Tiene sólo 12 años y es el foco de atención de la Pasión 'txiki'. Eritz Madariaga se metió durante dos días en la piel de Jesús, el papel más codiciado a orillas del Cadagua. «Se le ve serio. Está muy centrado», comenta un grupo de jubilados mientras la comitiva tomaba rumbo ayer hacia la travesía Correría. El protagonista se muestra como mandan los cánones. Está delgado, descalzo y porta un inmaculado traje blanco. Su cara ensangrentada por las simuladas cicatrices y una barba pintada pronto empezarán a impregnarse del frío sudor fruto de un esfuerzo descomunal.

Eritz no sólo está acompañado por su larga melena. Dos ladrones interpretados por Jonathan Garai y Aitor Luja cargan también con sendas cruces, mientras la Magdalena -Cristina Pereda- llora desconsolada a escasos metros. «Lo están haciendo de cine, lo viven igual o más que nosotros», cuenta Mari Carmen Hernández, a quien se le cae la baba con la milicia de romanos donde estaban los más pequeños: los niños de 2 años. Sus progenitores les siguen de cerca cámara en mano, y eso que «se portan muy bien», según relata Unai Cid, uno de los organizadores.
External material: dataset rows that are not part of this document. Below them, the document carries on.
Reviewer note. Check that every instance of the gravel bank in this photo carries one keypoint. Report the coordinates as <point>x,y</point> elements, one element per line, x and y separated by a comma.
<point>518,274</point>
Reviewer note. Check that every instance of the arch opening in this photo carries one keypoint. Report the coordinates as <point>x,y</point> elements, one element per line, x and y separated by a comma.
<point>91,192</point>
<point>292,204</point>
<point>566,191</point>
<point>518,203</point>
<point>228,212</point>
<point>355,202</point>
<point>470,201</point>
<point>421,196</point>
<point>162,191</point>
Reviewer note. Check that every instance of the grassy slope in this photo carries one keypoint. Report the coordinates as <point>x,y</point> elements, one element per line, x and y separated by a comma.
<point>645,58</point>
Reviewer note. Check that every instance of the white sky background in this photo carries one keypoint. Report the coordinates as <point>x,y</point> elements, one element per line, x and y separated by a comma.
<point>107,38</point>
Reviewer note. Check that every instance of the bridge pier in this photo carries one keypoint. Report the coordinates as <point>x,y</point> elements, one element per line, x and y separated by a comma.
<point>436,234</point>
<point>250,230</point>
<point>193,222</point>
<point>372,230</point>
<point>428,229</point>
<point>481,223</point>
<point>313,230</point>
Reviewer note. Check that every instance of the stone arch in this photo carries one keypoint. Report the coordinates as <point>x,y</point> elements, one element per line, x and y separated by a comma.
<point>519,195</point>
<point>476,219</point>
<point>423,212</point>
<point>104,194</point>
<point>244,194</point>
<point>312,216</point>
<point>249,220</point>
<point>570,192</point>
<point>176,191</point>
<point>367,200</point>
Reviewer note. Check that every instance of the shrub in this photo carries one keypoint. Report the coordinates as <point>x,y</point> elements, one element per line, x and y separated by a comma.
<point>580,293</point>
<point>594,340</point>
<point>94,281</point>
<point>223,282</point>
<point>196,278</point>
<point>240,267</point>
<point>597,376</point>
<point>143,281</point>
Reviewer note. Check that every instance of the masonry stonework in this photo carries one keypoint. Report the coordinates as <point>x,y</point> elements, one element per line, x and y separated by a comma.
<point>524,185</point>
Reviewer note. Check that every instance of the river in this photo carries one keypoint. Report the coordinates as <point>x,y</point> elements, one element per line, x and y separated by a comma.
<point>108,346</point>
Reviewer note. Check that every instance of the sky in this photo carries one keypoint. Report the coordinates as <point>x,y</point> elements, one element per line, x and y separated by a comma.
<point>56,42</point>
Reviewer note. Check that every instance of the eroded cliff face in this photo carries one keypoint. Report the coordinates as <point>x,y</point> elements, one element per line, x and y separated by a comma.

Esta Pasión en miniatura es casi calcada a la de los padres. Cristo sufre la tortura de la flagelación y de la corona de espinas, para terminar con la crucifixión en la calle de La Torre. Solamente se libra de la escena de 'La oración del huerto' y, como medida de gracia, él y todo su séquito ven también cómo a las dos horas de actuación hacen un alto en el camino para tomar aire. Ni la Virgen María, Aula Fer-nández, se resistió al descanso.

Pintxos y refrescos

En la plaza San Juan les esperaba un tentempié a base de pintxos de tortilla de patata, galletas y refrescos. Quedaba enfilar la recta final del Vía Crucis. «Lo más difícil ya está hecho y la suerte es que no ha llovido», se congratulaban la veintena de jóvenes ayudantes, que hoy tienen un nuevo reto con la cita para los adolescentes. Es el acontecimiento reservado a los aprendices que tienen entre 14 y 18 años. Como los más pequeños de la casa, surcarán las arterias principales de la localidad. Son 150, la mitad que sus predecesores, y participan en la procesión de Santo Domingo.